The 37-year-old health ministry employee added: “We have been working without salaries. We can’t stop at such a time doing the jobs that we do, we have to deal with more patients than ever with all the bombing going on.”
There were cries, of confusion followed by anger. A man in the throng at the head of the queue at the cashpoint machines had been taking the bank cards of a group of women stuck behind to helpfully draw out money. He had suddenly disappeared with some of the cards and the cash. There was no sympathy for a huddle of women in hijab from Abdurrahman Abdullah, who had also failed to get his salary. “He had gone to do his Ifthar shopping, it was silly of them to trust him.”
A Palestinian man is left distraught after losing relatives in an air strike (EPA)
There was plenty of trade for Ifthar, the evening meal after the day’s fasting during Ramadan, at the main market. Firas al-Mabrouk, the owner of a vegetable stall, was beaming: “This is the best day I have had in a week. Things have been really bad, I am around 40 per cent down on my sales. During Ramadan people normally do their shopping in the evening, but because of the missiles they are not going out after dark. But, of course, this is just one day. I’ll only be open for a few hours again tomorrow.”
The shopping had been turned into a day out for the Hamadi family. “We don’t even go out during the day now unless we have to, it’s too dangerous,” said Um Hania, keeping a firm grip on her two little daughters, aged five and three. “Of course, we all want peace. But we don’t want peace unless we win some dignity in return. Why do we have to live like hunted animals? The Israelis keep bombing homes, mosques, schools, saying there are fighters there, or weapons there. That’s all untrue.”
However UNRWA (the United Nations Relief and Works Agency for Palestine) said that it has discovered, during a routine inspection, 20 rockets hidden in a vacant school. “This is a flagrant violation of the inviolability of the premises under international law,” it said in a statement.
More than 220 Palestinians have been killed during the conflict, most of them civilians, according to Gaza health officials. One Israeli died in a mortar attack. (Reuters)
The Israelis had been blowing up rocket caches in the north, near its border. In the village of Sayafa, from where you can see into Israel, the Zindar family were being reunited for the first time in a week since some of them moved following a warning from the Israelis of an impending military offensive. They had returned for a brief visit; the walls pitted with bullet holes a reminder of the dangers posed in the area. One of the brothers, Mahmood, suffered, severe leg injuries in 2009, during a previous Israeli offensive.

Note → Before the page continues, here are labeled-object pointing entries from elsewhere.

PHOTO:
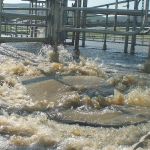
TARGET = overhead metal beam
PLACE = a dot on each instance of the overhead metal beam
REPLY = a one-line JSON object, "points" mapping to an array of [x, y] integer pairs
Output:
{"points": [[24, 16], [22, 39], [106, 11]]}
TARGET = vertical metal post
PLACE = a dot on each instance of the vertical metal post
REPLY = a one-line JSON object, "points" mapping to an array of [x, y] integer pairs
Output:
{"points": [[1, 9], [115, 18], [84, 22], [127, 29], [133, 40], [76, 52], [149, 52], [35, 28], [31, 6], [47, 20], [105, 35], [74, 22], [63, 21]]}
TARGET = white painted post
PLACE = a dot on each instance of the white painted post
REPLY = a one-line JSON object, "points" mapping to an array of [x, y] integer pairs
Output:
{"points": [[1, 9]]}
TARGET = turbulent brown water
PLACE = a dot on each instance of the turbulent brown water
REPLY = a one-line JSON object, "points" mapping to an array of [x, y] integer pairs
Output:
{"points": [[26, 123]]}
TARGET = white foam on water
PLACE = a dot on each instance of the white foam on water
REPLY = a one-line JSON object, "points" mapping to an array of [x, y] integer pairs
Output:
{"points": [[35, 130]]}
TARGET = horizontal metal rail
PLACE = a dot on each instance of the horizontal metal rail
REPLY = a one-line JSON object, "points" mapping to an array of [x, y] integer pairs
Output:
{"points": [[106, 11], [18, 8], [112, 11], [24, 16], [22, 39], [25, 24], [120, 2]]}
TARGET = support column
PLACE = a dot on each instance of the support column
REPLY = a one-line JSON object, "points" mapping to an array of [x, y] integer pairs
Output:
{"points": [[74, 22], [127, 29], [133, 40], [31, 12], [105, 35], [35, 28], [76, 52], [84, 22], [55, 14], [1, 9], [115, 19]]}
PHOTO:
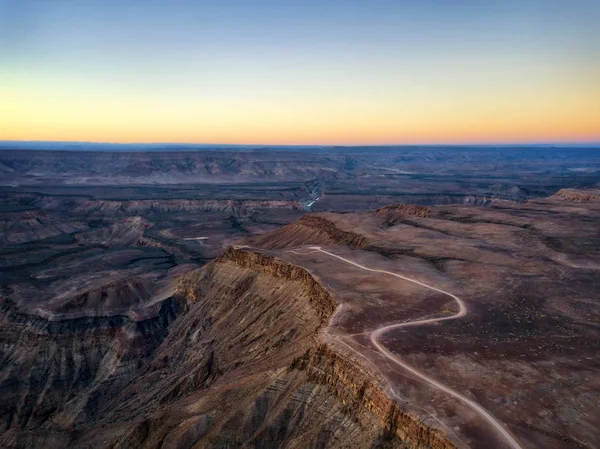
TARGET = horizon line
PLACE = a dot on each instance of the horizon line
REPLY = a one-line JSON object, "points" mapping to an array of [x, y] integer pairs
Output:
{"points": [[296, 145]]}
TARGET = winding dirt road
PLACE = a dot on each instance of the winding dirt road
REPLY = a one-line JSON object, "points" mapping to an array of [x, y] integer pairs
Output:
{"points": [[462, 311]]}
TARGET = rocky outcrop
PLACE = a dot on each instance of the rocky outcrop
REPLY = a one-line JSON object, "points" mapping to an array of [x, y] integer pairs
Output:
{"points": [[26, 226], [362, 393], [309, 230], [577, 195], [394, 213], [319, 298], [136, 207], [123, 233]]}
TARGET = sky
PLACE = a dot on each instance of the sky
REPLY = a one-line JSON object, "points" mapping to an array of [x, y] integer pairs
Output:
{"points": [[300, 72]]}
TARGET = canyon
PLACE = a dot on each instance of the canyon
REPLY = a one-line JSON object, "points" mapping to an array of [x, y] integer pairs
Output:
{"points": [[195, 304]]}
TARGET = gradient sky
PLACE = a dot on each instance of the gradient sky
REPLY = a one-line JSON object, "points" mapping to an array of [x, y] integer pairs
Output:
{"points": [[300, 72]]}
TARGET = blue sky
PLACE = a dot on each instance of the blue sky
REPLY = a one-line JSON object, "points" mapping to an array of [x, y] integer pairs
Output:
{"points": [[300, 71]]}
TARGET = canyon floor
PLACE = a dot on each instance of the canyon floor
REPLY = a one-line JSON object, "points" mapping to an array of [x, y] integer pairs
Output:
{"points": [[294, 299]]}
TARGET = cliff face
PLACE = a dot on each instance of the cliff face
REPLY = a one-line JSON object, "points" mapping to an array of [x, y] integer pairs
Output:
{"points": [[362, 395], [242, 364], [309, 230], [396, 212], [57, 373]]}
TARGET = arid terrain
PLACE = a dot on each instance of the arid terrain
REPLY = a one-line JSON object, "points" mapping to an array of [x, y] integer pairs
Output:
{"points": [[410, 297]]}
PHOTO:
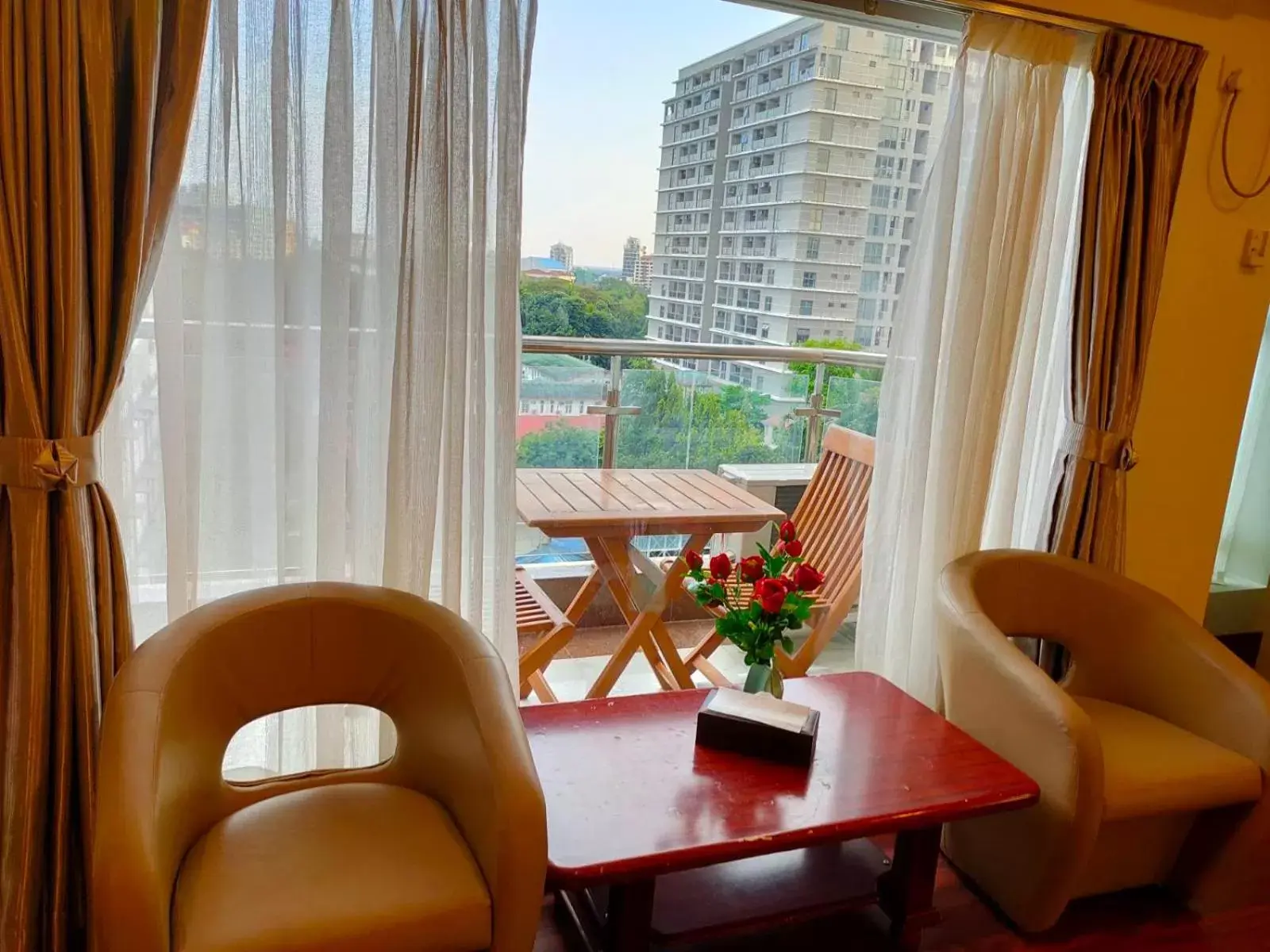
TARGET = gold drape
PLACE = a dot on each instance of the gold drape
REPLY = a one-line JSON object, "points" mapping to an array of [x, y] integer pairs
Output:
{"points": [[1145, 93], [95, 99]]}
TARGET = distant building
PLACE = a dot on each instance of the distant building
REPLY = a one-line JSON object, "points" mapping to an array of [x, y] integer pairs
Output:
{"points": [[545, 268], [630, 258], [791, 169], [563, 253], [645, 270]]}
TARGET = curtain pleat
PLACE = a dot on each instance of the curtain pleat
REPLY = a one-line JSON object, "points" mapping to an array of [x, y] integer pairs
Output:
{"points": [[969, 414], [94, 111], [1145, 93]]}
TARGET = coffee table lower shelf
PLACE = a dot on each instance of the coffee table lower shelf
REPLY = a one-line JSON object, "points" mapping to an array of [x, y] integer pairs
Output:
{"points": [[757, 894]]}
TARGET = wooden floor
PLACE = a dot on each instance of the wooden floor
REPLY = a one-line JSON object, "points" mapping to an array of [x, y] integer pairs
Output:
{"points": [[1128, 922]]}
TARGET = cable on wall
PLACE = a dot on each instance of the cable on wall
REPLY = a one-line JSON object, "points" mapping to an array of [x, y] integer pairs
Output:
{"points": [[1232, 86]]}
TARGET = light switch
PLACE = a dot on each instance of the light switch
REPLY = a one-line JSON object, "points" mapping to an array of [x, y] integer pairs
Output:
{"points": [[1255, 249]]}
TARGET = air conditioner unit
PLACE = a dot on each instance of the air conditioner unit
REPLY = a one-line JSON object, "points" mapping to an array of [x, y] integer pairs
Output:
{"points": [[779, 484]]}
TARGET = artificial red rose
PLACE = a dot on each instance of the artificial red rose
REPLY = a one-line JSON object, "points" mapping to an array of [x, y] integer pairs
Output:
{"points": [[721, 566], [806, 579], [751, 568], [770, 594]]}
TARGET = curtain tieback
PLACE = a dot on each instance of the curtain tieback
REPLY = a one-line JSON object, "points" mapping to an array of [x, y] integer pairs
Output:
{"points": [[1103, 447], [31, 463]]}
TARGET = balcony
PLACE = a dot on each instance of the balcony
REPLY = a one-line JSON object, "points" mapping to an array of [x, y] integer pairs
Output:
{"points": [[666, 416]]}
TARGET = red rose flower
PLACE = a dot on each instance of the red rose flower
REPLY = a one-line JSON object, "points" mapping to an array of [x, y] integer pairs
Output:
{"points": [[721, 566], [806, 579], [770, 594], [752, 568]]}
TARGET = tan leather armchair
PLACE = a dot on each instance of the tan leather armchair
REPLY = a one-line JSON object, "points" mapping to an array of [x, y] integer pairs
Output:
{"points": [[441, 847], [1149, 755]]}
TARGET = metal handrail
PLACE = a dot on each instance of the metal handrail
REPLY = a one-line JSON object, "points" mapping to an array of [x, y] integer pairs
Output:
{"points": [[616, 348], [643, 347]]}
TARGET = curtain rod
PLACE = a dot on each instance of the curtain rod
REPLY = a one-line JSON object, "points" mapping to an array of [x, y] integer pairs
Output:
{"points": [[1037, 14]]}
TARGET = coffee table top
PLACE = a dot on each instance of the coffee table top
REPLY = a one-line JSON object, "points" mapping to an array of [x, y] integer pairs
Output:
{"points": [[630, 795], [575, 503]]}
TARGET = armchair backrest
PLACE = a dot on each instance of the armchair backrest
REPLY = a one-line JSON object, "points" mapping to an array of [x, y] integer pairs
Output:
{"points": [[188, 689]]}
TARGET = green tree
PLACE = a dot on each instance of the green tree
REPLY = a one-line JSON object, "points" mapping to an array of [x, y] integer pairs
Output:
{"points": [[679, 427], [851, 390], [559, 446], [607, 309]]}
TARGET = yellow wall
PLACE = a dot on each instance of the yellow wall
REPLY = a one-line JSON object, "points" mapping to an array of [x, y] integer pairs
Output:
{"points": [[1210, 313]]}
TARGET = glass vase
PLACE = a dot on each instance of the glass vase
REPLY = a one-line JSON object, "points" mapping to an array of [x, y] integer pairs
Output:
{"points": [[765, 677]]}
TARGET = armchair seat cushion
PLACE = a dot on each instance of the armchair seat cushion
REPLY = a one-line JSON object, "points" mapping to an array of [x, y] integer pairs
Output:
{"points": [[1153, 768], [347, 866]]}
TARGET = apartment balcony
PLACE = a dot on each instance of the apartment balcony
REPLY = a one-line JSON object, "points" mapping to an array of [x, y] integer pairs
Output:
{"points": [[685, 230], [645, 435], [765, 198]]}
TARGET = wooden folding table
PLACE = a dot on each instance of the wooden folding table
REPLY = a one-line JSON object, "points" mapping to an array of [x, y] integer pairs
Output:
{"points": [[609, 508]]}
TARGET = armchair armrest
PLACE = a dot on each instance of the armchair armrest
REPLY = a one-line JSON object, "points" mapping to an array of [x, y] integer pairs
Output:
{"points": [[471, 754], [1162, 663]]}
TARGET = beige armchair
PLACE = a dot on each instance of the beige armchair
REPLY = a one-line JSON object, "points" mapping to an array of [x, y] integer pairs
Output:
{"points": [[1149, 755], [440, 847]]}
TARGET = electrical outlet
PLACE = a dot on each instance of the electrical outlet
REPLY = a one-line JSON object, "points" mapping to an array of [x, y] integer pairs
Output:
{"points": [[1255, 245]]}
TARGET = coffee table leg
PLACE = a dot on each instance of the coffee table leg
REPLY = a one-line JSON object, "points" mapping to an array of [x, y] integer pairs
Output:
{"points": [[906, 892], [629, 924]]}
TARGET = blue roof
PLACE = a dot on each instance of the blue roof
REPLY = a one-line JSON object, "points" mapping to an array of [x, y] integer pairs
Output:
{"points": [[543, 264]]}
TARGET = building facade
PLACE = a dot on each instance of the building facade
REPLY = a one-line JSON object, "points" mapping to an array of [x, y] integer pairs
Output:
{"points": [[630, 258], [791, 167], [645, 270], [563, 253]]}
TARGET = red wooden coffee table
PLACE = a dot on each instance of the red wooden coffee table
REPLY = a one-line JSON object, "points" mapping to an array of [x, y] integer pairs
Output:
{"points": [[656, 841]]}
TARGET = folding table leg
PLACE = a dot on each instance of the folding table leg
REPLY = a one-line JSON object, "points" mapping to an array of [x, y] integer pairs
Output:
{"points": [[615, 564]]}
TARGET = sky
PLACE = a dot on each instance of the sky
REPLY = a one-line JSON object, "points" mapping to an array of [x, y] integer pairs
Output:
{"points": [[601, 70]]}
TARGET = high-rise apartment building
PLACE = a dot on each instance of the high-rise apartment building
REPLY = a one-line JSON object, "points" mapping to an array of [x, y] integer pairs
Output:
{"points": [[563, 253], [791, 165], [645, 270], [630, 258]]}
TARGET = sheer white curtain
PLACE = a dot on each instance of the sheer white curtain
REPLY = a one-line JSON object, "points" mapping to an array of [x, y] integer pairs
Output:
{"points": [[1244, 550], [328, 361], [971, 409]]}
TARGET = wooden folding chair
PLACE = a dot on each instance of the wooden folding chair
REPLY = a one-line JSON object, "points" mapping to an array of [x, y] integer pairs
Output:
{"points": [[831, 522], [537, 615]]}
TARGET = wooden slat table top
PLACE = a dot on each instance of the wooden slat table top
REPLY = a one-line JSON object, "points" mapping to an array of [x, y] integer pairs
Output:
{"points": [[575, 503]]}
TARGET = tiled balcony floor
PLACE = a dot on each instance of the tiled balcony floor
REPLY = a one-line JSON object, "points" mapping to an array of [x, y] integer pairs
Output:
{"points": [[575, 670]]}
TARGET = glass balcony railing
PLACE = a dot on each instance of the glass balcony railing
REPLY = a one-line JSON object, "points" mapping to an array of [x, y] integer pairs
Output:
{"points": [[679, 405]]}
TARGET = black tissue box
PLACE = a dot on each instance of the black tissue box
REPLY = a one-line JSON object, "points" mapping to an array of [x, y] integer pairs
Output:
{"points": [[759, 725]]}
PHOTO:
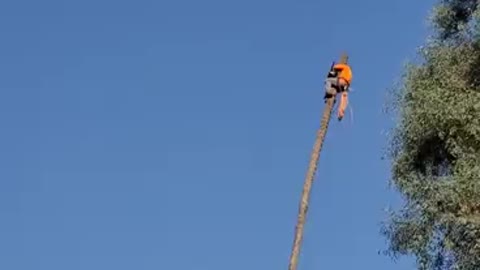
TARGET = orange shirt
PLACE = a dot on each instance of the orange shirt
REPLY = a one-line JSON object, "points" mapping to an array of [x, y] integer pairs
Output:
{"points": [[345, 72]]}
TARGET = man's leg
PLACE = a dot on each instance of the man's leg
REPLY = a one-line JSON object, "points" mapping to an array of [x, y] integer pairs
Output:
{"points": [[343, 104]]}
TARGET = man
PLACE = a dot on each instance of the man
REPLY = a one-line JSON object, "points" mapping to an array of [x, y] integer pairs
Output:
{"points": [[338, 81]]}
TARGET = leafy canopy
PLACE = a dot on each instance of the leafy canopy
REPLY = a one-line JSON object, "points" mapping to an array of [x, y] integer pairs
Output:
{"points": [[435, 148]]}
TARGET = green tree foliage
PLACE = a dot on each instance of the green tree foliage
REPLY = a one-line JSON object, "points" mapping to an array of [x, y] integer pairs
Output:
{"points": [[435, 149]]}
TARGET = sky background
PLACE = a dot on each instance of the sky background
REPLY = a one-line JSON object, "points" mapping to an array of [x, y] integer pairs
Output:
{"points": [[176, 134]]}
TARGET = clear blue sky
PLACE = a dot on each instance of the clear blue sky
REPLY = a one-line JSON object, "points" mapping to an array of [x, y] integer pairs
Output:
{"points": [[176, 134]]}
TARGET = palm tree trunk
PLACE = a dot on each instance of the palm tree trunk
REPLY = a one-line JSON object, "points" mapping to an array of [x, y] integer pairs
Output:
{"points": [[307, 187]]}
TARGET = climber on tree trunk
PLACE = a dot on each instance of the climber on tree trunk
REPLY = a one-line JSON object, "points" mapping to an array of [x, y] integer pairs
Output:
{"points": [[338, 81]]}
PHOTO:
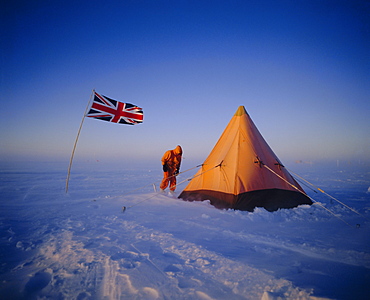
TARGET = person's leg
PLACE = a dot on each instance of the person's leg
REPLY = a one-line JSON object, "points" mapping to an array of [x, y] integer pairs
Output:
{"points": [[165, 181], [173, 183]]}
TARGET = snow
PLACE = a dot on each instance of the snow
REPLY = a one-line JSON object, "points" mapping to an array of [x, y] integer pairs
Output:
{"points": [[82, 245]]}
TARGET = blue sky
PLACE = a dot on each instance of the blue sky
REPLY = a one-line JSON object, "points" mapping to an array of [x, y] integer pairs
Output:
{"points": [[300, 68]]}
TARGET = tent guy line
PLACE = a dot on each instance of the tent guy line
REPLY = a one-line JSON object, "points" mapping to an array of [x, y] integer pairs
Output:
{"points": [[124, 208]]}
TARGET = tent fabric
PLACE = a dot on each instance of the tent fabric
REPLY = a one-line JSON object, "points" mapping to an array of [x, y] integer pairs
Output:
{"points": [[234, 176]]}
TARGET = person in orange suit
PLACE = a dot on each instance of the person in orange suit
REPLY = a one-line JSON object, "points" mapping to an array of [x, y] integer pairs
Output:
{"points": [[171, 162]]}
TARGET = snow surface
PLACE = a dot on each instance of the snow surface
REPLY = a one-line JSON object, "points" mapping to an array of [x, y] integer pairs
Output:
{"points": [[81, 245]]}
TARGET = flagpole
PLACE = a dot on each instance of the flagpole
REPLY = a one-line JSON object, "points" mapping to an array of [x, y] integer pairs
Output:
{"points": [[74, 146]]}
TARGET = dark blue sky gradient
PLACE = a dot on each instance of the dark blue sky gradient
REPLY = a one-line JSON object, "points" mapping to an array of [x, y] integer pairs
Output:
{"points": [[300, 68]]}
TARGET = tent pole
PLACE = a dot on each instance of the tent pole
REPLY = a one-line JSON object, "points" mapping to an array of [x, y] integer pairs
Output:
{"points": [[75, 144]]}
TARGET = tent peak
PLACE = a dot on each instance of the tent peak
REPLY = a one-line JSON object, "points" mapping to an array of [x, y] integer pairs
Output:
{"points": [[241, 111]]}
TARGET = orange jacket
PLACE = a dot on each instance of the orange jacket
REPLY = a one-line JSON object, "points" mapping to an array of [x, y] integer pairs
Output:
{"points": [[172, 158]]}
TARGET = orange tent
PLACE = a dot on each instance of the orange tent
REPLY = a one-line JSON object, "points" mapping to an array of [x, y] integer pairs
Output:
{"points": [[242, 172]]}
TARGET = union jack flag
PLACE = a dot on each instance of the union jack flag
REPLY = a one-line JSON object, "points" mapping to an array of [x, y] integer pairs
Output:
{"points": [[106, 109]]}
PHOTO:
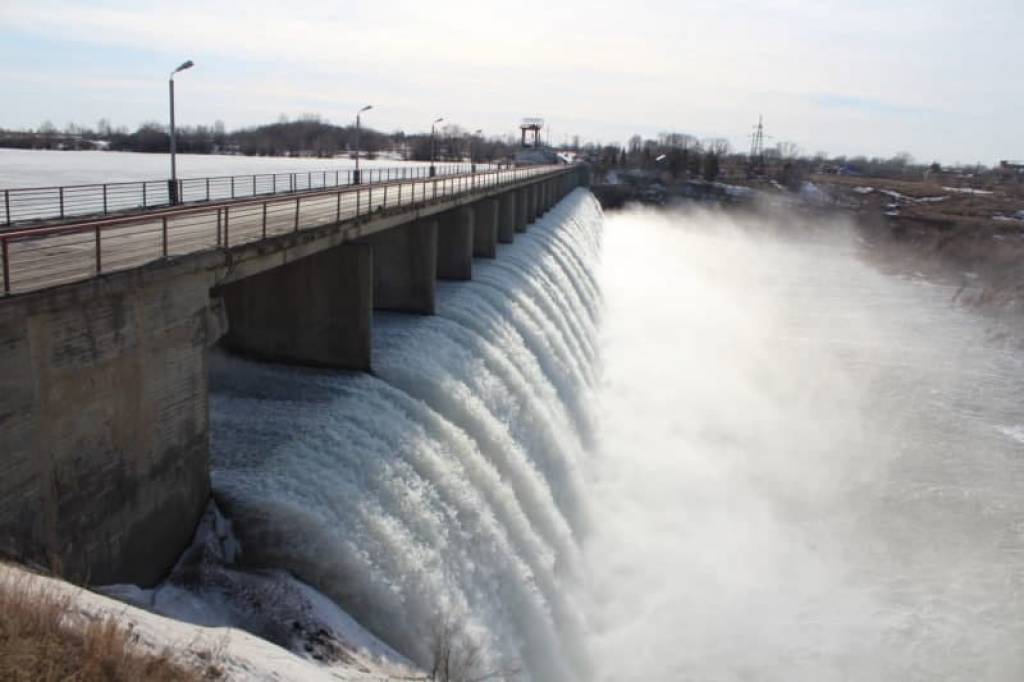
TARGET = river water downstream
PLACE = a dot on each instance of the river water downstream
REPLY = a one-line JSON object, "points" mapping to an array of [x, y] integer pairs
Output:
{"points": [[656, 445], [806, 469]]}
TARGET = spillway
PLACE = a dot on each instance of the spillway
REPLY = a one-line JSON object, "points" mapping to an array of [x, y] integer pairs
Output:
{"points": [[656, 445], [446, 488]]}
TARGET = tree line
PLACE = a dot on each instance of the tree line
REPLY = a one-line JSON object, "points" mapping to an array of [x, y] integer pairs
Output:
{"points": [[680, 156], [307, 136]]}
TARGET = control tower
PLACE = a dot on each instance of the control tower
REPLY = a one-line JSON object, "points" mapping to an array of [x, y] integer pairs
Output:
{"points": [[531, 126]]}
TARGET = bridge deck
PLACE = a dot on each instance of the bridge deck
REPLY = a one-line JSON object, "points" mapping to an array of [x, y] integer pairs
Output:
{"points": [[43, 257]]}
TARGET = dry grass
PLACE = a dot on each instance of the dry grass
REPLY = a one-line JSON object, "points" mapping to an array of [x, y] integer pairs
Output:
{"points": [[960, 208], [44, 637]]}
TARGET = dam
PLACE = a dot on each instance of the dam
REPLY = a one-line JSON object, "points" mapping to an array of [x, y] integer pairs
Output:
{"points": [[107, 325], [645, 444]]}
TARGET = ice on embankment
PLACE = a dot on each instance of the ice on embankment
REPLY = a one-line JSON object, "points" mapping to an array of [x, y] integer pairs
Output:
{"points": [[263, 624], [233, 653]]}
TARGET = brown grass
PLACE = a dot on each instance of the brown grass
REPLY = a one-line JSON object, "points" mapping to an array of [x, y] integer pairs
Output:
{"points": [[44, 637]]}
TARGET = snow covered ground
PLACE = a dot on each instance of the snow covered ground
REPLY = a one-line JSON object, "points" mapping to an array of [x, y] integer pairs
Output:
{"points": [[260, 624]]}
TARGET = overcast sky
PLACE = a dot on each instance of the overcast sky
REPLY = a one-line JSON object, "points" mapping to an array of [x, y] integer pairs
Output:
{"points": [[937, 78]]}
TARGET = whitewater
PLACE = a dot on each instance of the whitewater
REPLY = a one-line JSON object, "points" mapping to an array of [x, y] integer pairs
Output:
{"points": [[645, 445]]}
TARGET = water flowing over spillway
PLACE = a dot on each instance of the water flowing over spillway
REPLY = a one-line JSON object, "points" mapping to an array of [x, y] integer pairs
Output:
{"points": [[448, 486], [656, 445]]}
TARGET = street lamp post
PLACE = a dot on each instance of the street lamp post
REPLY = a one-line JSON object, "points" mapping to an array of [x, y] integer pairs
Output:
{"points": [[433, 145], [172, 186], [472, 158], [355, 176]]}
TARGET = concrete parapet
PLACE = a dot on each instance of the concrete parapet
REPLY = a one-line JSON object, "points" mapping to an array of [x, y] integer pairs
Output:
{"points": [[485, 228], [316, 310], [104, 426], [506, 217], [455, 244], [404, 266]]}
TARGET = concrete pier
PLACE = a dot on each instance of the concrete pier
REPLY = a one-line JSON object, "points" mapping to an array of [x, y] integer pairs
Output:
{"points": [[316, 310], [507, 217], [455, 244], [521, 210], [485, 228], [404, 266]]}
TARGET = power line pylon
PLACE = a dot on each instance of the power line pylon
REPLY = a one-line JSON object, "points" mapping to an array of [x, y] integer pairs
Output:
{"points": [[756, 164]]}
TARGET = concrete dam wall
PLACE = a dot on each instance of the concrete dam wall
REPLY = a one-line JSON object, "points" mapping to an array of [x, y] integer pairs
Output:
{"points": [[103, 383]]}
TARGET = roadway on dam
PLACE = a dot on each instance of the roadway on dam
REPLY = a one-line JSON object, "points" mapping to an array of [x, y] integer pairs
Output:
{"points": [[43, 257]]}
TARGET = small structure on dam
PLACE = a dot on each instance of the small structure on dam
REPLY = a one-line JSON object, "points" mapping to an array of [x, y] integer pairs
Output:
{"points": [[103, 386]]}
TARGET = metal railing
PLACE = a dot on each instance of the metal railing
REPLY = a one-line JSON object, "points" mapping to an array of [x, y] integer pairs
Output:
{"points": [[40, 257], [50, 204]]}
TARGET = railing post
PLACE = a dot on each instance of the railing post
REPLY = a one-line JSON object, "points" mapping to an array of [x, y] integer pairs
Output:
{"points": [[6, 268]]}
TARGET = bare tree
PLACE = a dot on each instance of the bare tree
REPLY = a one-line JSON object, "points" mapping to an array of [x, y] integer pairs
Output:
{"points": [[459, 657]]}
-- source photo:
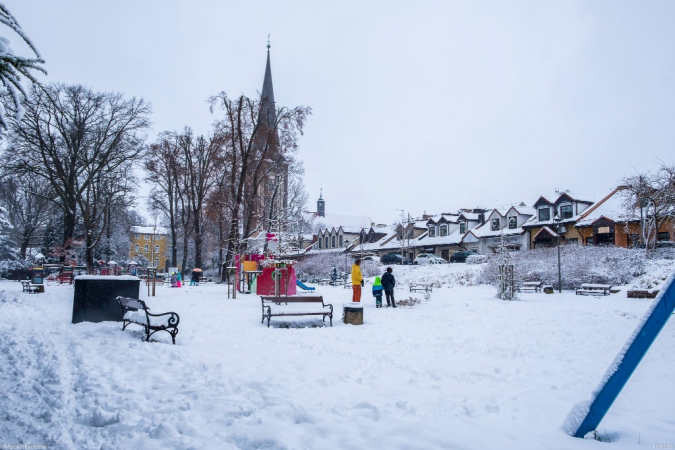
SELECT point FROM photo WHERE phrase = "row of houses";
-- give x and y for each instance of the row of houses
(563, 217)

“We didn’t leave our home before, but the difference is that now a lot of us are married and there are children around: we have heard how many children have been killed this time and we are all very worried,” said Mohammed, 27, another brother. “The big problem is that if something happens, ambulances can’t get here.” Naji, a stepbrother, decided to stay behind: “It doesn’t matter where you go in Gaza, nowhere is safe.”
The Bakr boys were at the port in Gaza City, on a sunny afternoon with clear visibility, when they were hit by shells. At the Shifa Hospital Mofeed Al-Hasaina, pointed at 11-year-old Monteser, bandages around his chest, and exclaimed: “The Israelis are attacking little boys. But he is going to grow up to be a man and he will want to fight them. This is what they have created.”
After the Minister had gone, Monteser spoke of his sadness at the loss of his brother and cousins, and that he would never forgive the Israelis. Did he want to fight them when he grew up? “No, I want to be a fisherman like my father, that’s all,” he replied.